Nevertheless, several firms, perhaps those who feel more comfortable with their management structures, are expanding geographically from Shanghai and Beijing. Fangda, for example, has opened a Shenzhen office (but doesn't expect many firms to be opening offices in other provinces); Jun He now has offices in Haikou, Shenzhen and Dalian; and King & Wood is in Chengdu, Guangzhou and Shenzhen.
"Opening our offices in Shanghai and Guangzhou was mostly due to strategy," says Susan Ning at King & Wood. "But the Chengdu office, for example, was part strategy, part accident. The idea initially came form a client, and we saw the importance of development in western China." Overall, Ning characterises her firm's geographical expansion as being driven by the market, but makes the point that the firm's strong partnership structure has made expansion more workable.
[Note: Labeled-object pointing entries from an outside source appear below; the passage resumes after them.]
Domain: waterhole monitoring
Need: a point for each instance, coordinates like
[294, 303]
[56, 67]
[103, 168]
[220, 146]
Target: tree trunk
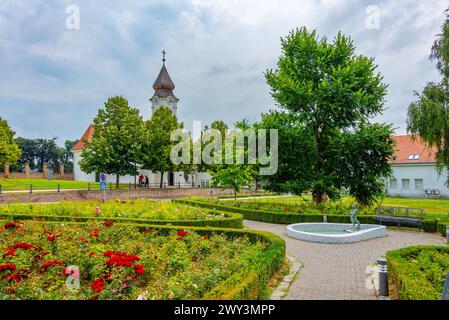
[162, 180]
There is also the question of to what extent offices outside Beijing and Shanghai are actually necessary. Zhou at Fangda reports that half his firm's lawyers are, at any given time, on the road working on projects anywhere from a few miles outside the city to thousands of kilometers away in China's emerging western provinces. And while several in-house lawyers emphatically expressed a preference for using litigators based in the locality of where the proceedings are taking place, Lewis at Lovells reports from his time in-house at Nortel successfully employing trusted Beijing litigators right around the country - or at least letting them make the decision, where local connections were vital, to refer the work. This having been said, one in-house lawyer tells ALB: "The more offices a firm has, the better - they must have both a Shanghai and a Beijing office as a minimum."
And as a final piece of context, consider that to have a presence in every province in China, a firm would need around 30 offices, some of them catering for provincial populations of almost 100 million.